There are still two games separating the Richmond baseball team from a Class D state championship. But whichever team ends up taking the Bobcats down, if any, is going to have to follow a pretty imposing checklist.

For one, throw strikes. The Bobcats are not going to swing at balls. Two, catch every pitch cleanly, because they’re going to run early and run often. And finally, catch everything in the field, because they’re going to put the ball in play.

No. 2 Richmond did plenty of all three Friday afternoon, earning a trip to the Class D South final with an 11-1, five-inning victory over sixth-seeded Greenville.
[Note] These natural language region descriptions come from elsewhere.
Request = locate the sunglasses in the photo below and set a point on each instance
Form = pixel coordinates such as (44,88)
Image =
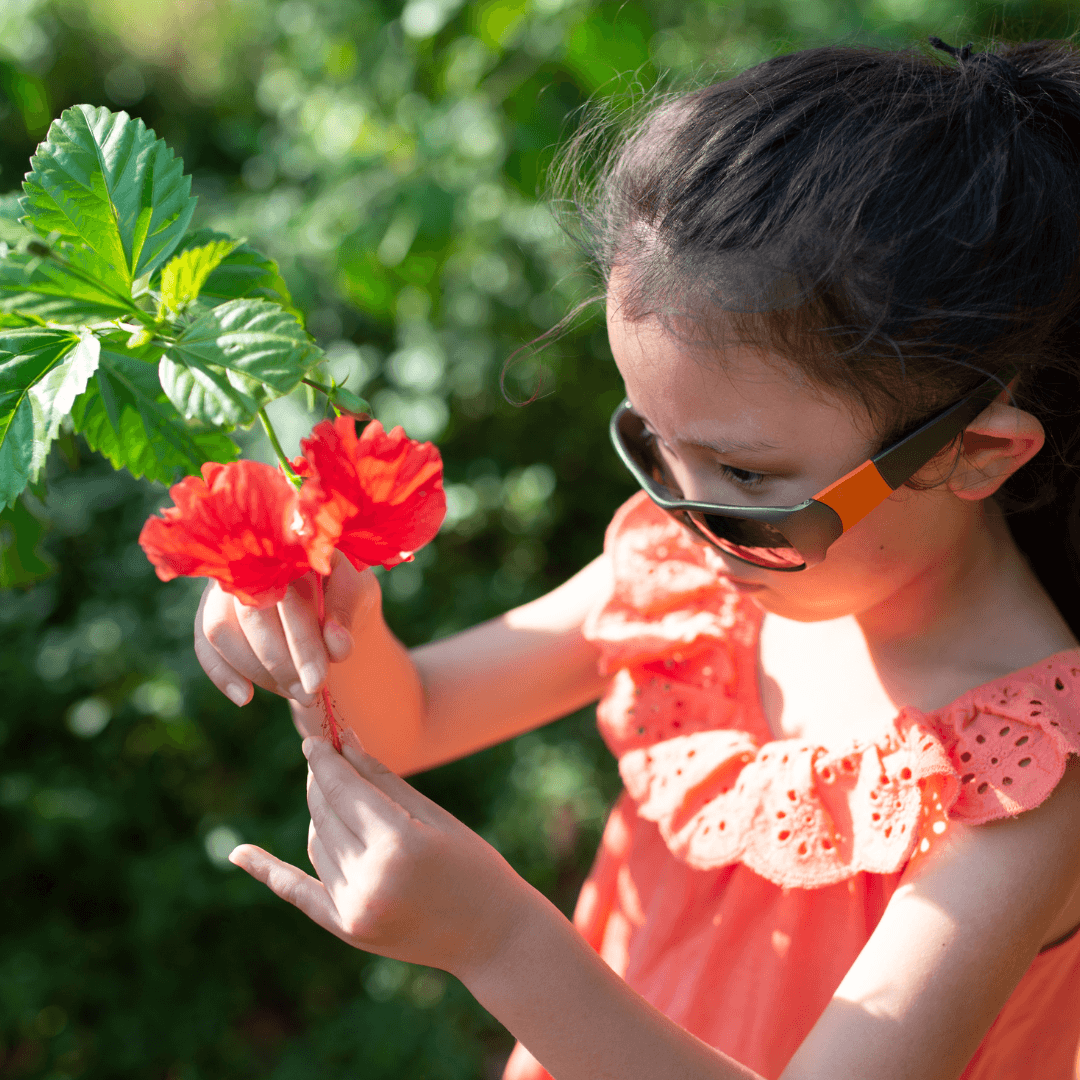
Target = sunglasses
(796,538)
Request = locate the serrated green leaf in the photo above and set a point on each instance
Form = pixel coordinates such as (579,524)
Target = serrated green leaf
(12,231)
(244,272)
(106,180)
(26,356)
(54,393)
(125,416)
(62,289)
(22,559)
(233,360)
(185,274)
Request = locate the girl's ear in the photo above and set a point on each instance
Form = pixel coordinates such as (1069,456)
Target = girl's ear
(996,444)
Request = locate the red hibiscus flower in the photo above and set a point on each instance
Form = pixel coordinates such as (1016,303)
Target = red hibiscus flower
(376,498)
(239,523)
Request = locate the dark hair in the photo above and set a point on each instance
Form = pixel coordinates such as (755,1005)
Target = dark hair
(896,224)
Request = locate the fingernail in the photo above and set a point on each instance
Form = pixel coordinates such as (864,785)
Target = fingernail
(311,677)
(298,693)
(237,693)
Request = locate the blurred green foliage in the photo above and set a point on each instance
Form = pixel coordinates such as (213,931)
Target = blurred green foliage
(389,159)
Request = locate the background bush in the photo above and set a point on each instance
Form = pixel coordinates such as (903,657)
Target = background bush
(389,159)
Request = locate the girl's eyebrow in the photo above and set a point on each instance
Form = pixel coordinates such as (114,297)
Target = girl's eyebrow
(732,446)
(754,446)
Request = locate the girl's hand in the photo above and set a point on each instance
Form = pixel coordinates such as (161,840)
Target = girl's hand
(282,648)
(397,875)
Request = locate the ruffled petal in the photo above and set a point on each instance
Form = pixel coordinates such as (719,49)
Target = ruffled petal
(377,497)
(238,523)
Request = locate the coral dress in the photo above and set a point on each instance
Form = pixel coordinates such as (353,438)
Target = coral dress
(740,876)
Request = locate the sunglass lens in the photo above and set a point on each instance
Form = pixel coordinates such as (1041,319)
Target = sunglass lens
(753,542)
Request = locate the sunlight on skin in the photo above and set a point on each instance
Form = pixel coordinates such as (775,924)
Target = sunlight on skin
(913,574)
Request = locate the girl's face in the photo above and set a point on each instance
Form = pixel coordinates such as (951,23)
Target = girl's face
(739,430)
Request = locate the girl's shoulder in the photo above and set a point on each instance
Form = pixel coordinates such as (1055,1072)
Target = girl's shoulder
(667,595)
(683,715)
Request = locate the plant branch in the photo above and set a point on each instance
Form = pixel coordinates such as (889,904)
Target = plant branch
(282,457)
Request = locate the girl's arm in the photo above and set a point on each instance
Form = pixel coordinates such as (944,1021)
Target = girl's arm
(446,699)
(402,877)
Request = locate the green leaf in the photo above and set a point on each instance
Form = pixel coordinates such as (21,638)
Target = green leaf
(12,231)
(125,416)
(233,360)
(61,289)
(104,179)
(243,272)
(22,559)
(185,274)
(26,356)
(55,392)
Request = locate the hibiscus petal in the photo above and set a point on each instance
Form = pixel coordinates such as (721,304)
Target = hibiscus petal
(237,524)
(376,498)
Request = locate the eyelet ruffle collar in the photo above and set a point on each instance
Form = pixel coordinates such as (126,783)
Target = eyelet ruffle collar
(683,717)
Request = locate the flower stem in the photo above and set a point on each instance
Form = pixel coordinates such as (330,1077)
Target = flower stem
(282,459)
(333,728)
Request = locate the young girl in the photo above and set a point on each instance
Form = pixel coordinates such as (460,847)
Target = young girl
(842,286)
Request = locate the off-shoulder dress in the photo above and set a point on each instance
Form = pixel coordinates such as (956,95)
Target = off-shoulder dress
(740,875)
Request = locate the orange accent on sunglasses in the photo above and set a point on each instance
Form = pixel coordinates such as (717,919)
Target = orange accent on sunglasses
(855,495)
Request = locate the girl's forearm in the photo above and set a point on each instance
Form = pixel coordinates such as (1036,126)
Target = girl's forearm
(579,1018)
(415,710)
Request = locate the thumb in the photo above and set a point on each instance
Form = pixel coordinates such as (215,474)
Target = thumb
(350,596)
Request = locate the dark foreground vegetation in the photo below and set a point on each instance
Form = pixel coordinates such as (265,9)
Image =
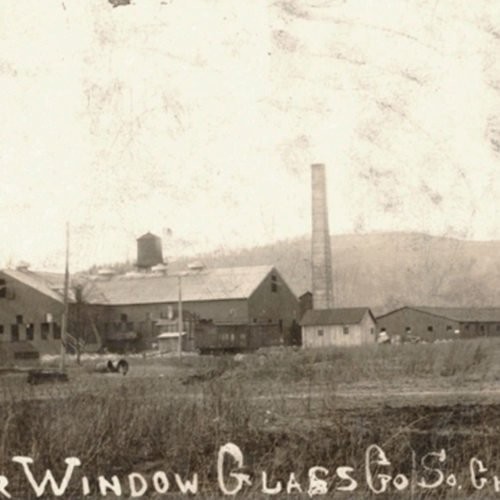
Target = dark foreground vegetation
(282,412)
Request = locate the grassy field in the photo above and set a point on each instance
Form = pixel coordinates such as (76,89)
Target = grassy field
(287,411)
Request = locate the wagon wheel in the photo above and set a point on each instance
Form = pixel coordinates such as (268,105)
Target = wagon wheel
(122,367)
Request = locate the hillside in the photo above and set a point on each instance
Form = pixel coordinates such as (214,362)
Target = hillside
(386,270)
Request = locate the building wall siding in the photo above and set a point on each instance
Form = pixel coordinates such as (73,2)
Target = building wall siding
(420,323)
(333,335)
(274,302)
(33,306)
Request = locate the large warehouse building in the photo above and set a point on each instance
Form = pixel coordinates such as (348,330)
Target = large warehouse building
(235,296)
(435,323)
(128,311)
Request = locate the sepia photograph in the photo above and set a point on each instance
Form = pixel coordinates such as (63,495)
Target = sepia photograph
(250,249)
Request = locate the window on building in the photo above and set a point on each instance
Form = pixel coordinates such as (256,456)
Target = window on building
(14,333)
(30,331)
(26,355)
(44,330)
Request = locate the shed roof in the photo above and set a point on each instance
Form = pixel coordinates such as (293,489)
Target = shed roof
(209,284)
(340,316)
(462,314)
(148,236)
(48,284)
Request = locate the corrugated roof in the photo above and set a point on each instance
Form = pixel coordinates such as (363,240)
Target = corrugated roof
(464,314)
(342,316)
(209,284)
(45,283)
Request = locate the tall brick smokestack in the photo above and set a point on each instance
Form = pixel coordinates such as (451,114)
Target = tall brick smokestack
(322,283)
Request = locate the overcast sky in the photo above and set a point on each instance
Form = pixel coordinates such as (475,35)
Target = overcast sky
(203,116)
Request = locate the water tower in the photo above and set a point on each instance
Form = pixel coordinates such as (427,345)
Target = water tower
(149,251)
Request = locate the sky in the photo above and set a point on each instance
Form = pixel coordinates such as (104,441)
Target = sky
(199,120)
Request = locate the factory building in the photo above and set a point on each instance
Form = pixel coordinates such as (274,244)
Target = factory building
(437,323)
(231,298)
(31,308)
(338,327)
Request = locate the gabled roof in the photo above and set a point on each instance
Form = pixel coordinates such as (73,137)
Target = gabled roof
(209,284)
(148,236)
(462,314)
(341,316)
(46,283)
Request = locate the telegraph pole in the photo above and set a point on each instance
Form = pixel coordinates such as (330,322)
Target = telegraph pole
(64,322)
(179,317)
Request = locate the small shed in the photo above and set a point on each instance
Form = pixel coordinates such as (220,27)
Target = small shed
(169,341)
(338,327)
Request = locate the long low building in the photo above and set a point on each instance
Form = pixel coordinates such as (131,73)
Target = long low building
(31,309)
(123,312)
(435,323)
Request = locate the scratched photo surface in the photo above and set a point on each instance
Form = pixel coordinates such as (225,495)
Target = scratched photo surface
(250,248)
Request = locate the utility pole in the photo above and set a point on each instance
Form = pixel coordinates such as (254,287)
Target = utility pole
(179,317)
(64,322)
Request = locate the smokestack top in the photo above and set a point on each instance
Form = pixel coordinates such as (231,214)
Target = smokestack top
(320,247)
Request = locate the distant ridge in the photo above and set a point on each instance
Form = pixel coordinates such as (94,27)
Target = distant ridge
(387,270)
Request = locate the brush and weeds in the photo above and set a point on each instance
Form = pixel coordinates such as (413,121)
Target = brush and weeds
(117,426)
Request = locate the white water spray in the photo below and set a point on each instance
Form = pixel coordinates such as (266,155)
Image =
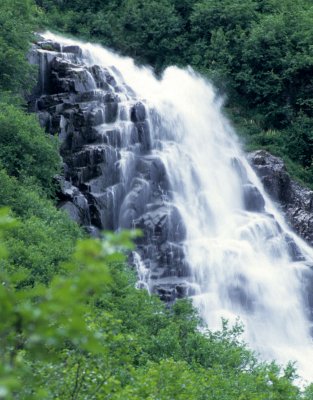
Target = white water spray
(239,260)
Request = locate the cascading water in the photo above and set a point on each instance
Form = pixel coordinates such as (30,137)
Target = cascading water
(234,240)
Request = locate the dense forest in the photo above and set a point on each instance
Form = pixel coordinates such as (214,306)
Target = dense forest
(72,325)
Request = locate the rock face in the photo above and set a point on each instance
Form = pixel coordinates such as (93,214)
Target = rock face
(111,179)
(295,201)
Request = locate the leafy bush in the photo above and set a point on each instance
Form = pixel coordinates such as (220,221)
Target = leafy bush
(25,150)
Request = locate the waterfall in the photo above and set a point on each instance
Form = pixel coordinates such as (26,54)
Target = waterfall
(234,241)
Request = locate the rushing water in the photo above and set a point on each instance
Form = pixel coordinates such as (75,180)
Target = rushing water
(239,260)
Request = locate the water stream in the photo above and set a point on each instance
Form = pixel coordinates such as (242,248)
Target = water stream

The Bobcats will play the winner of the Searsport/Buckfield matchup Tuesday at 6:30 p.m.

“Right now, everybody is contributing,” coach Ryan Gardner said. “Right now, we’re playing with a lot of confidence. Even if one guy’s struggling, the other guys are picking him up. Or that guy’s getting on by getting hit by a pitch or taking a walk, or getting on by an error. We’re OK with that. We’re all about coloring in the box. If you score a run, we’re great. It doesn’t matter how you get there.”

Richmond was challenged once, when Greenville scored on a wild pitch for a 1-0 lead in the first. The threat didn’t last through the inning. Matt Rines singled and stole second, then came home when Brendan Emmons followed with a single to right field. Zach Small drew a walk, and after a strikeout, Danny Stewart lined a pitch down the left-field line for a double, scoring Emmons and Small and making it 3-1. Stewart scored on Brady Johnson’s fly ball to second baseman Noah Pratt in shallow center field.

“Sometimes we just find ourselves getting hits in bunches and stringing together hits,” Stewart (three RBIs) said of the quick response. “Our whole order has been (clicking). … Everybody was really working in the game, everybody was seeing good pitches. We hit the ball pretty hard as a team.”

Richmond went down quietly in the second, but struck each inning afterward. Nate Kendrick squeezed home Emmons and then scored on Stewart’s grounder to shortstop in the third to make it 6-1, and Ben Gardner singled and Matt Rines tripled in runs in the fourth to bump the advantage to 8-1. Richmond forced the mercy rule with three runs in the fifth, drawing three straight walks to open the frame and getting RBI singles by Tristan Shea and Gardner before a bases-loaded walk to Dakota Gilpatrick ended the game.

Richmond swung the bats well, picking up eight hits in the five innings, but they were just as willing to be patient. The Bobcats drew six walks, with each player in the lineup all too happy to wait for the perfect pitch to drive.

“We’ve worked really hard, we’ve taken extra at-bats … (and) really worked on hitting quality pitches,” Gardner said. “Be selective. Pick out the pitches you want to hit, and other than that, let them go, because it works the pitcher’s arm.”

When the Bobcats got on base, they went to work looking for more. Richmond stole nine bases, continuing its season-long trend of unsettling defenses and forcing even more mistakes.

“One of our biggest things is our speed, and the bases we take,” Gardner said. “You see the pitchers, they get frustrated with people moving around all the time. And we’re always looking to take that extra base, make the catcher work harder. He’s got to block everything, because somebody’s (running). That’s our game, and we’ve perfected it, for right now.”

Greenville tallied the first run of the game when Doug Kane reached on a two-out error, moved to second on a walk and scored when he tried to steal third on a pitch that Small skipped past a crossed-up Shea. The ball went out of play, allowing Kane to walk home, but Small rebounded to allow only two more hits the rest of the way.

“I was just trying to attack the zone early with my fastballs, commanding it, and I had that today,” Small said.

“We knew they’re a good team, they beat (North Yarmouth Academy), and NYA beat us,” Gardner said. “I think there were some jitters. … But the first thing they said when they came in was, ‘Forget it. We’re starting anew. That’s over. We’re putting it behind us.’ And they did.”